The Corporate Affairs Ministry (MCA) has amended its acceptance of deposits rules so as to bring in transparency and enhance the role and responsibilities of statutory auditors .

The MCA’s move will widen the responsibility of deposit rules compliance from directors to include statutory auditors, said company law experts.

The Amendment to the Companies (Acceptance of Deposits) Rules, 2022 — which came into effect on August 29 — will bring greater transparency on acceptance and receipt of amounts by companies as deposits and also amounts received by companies, but not treated as deposits, they added.

Manish Gupta, Partner, IndusLaw, said: “Now, auditors will be in the front seat, where they would also need to confirm compliance with MCA guidelines. Earlier, only companies and directors had to confirm such compliance to the MCA; now, auditors also have to confirm compliance of the deposit rules to the MCA. This is applicable to all companies, whether private or public”

Annual return of deposits

Sharad Abhyankar, Partner, Khaitan & Co, said now private companies will also be required to file Annual Return of Deposits.  Prior to the amendment, private companies were required to make a disclosure in the annual financial statements about the moneys received from directors or relatives of directors.

MCA has amended Form DPT-3, which requires detailed classification of amounts from different types of lenders and depositors, as well as the opening and closing balanceof deposits during the previous financial year.
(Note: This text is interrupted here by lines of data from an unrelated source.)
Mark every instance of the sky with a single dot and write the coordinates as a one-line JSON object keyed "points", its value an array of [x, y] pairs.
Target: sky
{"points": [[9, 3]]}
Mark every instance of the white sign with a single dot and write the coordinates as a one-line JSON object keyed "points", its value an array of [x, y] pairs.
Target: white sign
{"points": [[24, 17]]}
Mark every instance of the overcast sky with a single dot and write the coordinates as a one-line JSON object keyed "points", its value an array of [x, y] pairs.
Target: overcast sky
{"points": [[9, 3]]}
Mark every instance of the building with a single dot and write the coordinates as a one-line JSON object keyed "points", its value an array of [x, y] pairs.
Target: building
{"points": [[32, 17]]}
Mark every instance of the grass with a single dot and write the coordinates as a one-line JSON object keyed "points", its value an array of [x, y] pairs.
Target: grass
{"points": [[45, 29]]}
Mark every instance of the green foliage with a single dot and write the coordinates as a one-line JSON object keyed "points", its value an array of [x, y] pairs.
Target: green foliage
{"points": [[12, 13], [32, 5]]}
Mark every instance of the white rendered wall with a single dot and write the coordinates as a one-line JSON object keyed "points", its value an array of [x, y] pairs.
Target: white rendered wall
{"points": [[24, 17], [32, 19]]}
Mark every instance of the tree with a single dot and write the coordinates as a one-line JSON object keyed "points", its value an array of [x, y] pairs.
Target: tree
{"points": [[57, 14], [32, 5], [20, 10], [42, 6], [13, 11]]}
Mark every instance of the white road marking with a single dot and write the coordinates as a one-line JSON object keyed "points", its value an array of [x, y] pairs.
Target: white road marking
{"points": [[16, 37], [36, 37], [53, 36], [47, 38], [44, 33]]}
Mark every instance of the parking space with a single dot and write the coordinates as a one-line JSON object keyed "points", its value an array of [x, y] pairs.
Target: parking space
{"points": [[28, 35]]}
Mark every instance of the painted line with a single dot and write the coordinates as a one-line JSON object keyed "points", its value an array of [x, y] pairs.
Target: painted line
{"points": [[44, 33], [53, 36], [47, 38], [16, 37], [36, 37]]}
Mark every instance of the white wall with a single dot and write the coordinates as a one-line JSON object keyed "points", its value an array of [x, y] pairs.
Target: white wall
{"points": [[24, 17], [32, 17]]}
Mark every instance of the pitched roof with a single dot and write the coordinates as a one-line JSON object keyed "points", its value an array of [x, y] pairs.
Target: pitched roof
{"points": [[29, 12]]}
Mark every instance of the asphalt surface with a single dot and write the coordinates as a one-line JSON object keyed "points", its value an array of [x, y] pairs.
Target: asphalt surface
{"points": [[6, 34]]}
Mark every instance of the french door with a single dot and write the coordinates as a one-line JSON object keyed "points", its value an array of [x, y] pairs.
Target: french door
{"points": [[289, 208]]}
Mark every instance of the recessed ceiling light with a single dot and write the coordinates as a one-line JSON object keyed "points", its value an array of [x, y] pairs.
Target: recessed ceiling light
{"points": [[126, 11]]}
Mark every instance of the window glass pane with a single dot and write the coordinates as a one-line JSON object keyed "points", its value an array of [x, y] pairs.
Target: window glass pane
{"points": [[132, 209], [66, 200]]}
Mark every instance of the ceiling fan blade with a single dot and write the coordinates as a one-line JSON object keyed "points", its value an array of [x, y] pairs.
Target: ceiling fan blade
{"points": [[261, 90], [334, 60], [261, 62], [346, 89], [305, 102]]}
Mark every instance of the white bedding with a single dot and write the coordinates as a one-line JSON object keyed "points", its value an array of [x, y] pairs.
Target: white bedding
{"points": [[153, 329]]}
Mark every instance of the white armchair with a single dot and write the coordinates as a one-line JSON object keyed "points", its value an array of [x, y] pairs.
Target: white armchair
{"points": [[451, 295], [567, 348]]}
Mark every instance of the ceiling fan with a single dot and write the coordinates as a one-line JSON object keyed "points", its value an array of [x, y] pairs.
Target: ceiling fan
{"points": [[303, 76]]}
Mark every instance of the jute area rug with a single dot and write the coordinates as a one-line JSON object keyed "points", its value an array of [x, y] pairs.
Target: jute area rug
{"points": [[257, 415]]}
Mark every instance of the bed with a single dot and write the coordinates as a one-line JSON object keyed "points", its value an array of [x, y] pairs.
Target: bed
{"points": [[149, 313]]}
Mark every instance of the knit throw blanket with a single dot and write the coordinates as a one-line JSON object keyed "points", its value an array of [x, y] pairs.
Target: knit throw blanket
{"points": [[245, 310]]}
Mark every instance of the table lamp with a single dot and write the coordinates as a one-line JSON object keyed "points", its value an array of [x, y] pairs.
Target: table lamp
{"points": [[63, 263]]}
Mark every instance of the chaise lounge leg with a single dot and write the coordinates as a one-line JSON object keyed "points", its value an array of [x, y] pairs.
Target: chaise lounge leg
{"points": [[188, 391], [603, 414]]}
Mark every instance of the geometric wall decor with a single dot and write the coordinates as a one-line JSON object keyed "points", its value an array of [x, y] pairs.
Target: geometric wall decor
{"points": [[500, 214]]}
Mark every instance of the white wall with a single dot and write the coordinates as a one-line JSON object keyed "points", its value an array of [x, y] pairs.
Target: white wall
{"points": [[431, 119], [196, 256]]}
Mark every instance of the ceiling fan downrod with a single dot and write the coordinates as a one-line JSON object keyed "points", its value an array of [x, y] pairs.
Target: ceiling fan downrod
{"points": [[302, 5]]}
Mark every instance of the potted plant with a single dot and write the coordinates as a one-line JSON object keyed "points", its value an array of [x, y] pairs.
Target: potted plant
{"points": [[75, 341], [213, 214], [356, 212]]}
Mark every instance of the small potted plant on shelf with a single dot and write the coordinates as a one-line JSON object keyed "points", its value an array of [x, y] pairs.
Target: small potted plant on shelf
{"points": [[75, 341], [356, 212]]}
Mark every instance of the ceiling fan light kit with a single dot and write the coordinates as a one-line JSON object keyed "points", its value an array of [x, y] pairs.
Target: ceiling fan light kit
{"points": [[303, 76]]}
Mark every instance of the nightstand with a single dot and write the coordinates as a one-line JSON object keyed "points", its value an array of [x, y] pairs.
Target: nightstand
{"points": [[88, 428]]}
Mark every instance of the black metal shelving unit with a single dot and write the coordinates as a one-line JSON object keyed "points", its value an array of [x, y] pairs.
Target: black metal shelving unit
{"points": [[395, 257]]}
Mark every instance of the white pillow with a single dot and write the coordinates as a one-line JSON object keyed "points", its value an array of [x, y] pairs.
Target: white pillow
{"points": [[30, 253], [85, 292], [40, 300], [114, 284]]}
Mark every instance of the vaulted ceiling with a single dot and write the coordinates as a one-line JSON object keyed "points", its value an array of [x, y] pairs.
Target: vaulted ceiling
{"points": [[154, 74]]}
The amendment of the rules enhances the responsibility of the statutory auditors.  

“Previously, statutory auditors were required to audit the information contained in Form DPT-3 (Annual Return).  Post the amendment, the statutory auditors are required to make a declaration within Form DPT-3 that the ‘particulars of deposits’ and ‘particulars of liquid assets’ are correct and are in line with the relevant provisions of the Companies Act, 2013.  Any false statement by the company as well as the statutory auditors could be treated as a fraud punishable under Section 448 of the Companies Act, 2013,” Abhyankar said.

Bambi Bhalla, Emissary Counsel - Cornellia Chambers, said the amendment to the seposits acceptance rules would require companies to provide detailed disclosures with respect to exempted deposits in the revised forms. 
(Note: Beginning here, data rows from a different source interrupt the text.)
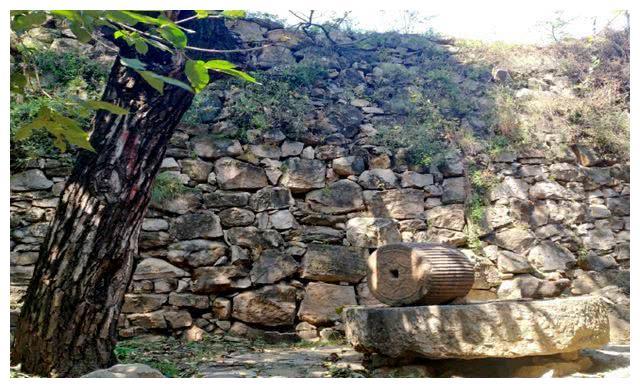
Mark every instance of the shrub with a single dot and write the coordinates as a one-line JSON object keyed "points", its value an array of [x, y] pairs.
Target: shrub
{"points": [[166, 187], [273, 104], [62, 76]]}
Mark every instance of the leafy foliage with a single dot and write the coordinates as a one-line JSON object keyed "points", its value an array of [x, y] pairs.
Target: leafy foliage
{"points": [[166, 187], [281, 102], [159, 31]]}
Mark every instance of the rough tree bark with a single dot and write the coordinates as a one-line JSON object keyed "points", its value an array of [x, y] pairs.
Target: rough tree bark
{"points": [[67, 326]]}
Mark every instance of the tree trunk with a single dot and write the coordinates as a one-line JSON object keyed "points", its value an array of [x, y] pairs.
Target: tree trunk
{"points": [[67, 326]]}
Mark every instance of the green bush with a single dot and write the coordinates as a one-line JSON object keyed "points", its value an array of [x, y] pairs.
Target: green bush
{"points": [[273, 104], [167, 187], [62, 76]]}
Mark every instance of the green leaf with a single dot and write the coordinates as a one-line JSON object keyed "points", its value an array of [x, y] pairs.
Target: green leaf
{"points": [[18, 82], [133, 63], [201, 14], [25, 21], [153, 80], [79, 138], [197, 73], [115, 109], [80, 32], [157, 81], [217, 64], [141, 46], [234, 14], [176, 82], [174, 35], [238, 74], [138, 17]]}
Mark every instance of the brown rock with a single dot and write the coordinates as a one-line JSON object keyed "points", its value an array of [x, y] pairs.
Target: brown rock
{"points": [[333, 263], [322, 302], [505, 329], [268, 306]]}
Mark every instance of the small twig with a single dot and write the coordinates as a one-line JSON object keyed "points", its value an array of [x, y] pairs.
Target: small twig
{"points": [[216, 51]]}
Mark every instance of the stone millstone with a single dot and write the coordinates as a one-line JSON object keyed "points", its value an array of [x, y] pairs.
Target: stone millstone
{"points": [[506, 329], [418, 274]]}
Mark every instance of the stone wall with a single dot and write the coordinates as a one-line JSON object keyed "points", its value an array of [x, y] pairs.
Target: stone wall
{"points": [[269, 237]]}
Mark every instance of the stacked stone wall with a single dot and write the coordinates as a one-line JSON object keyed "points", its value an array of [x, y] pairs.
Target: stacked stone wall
{"points": [[269, 237]]}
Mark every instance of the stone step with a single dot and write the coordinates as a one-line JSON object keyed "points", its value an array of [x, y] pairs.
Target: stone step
{"points": [[506, 329]]}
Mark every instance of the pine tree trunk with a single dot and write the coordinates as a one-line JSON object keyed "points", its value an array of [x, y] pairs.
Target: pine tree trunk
{"points": [[67, 326]]}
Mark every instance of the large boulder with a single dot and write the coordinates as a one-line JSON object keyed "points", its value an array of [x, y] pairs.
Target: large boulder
{"points": [[515, 239], [272, 266], [196, 253], [551, 190], [348, 165], [378, 178], [217, 279], [179, 204], [399, 204], [235, 216], [152, 268], [510, 188], [528, 286], [202, 224], [448, 217], [126, 371], [233, 174], [30, 180], [142, 303], [322, 302], [333, 263], [268, 306], [506, 329], [343, 196], [551, 256], [208, 147], [220, 199], [370, 232], [196, 169], [453, 190], [271, 198], [302, 175]]}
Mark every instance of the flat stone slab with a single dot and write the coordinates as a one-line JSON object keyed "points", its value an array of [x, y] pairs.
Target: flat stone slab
{"points": [[507, 329]]}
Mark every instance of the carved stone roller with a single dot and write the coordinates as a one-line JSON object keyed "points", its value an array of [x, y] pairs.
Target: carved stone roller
{"points": [[418, 274]]}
Such disclosures should contain information pertaining to opening balance, additional loans during the year, repayments during the year, any other adjustment, closing balance and ageing of the loan outstanding for less than a year or 1 to 3 years or more than 3 years, Bhalla said.

“Companies are also required to furnish information pertaining to liquid assets. Further, statutory auditors are required to submit a declaration with respect to the exempted deposits and liquid assets. This move will help ensure greater transparency in reporting obligations,” Bhalla added.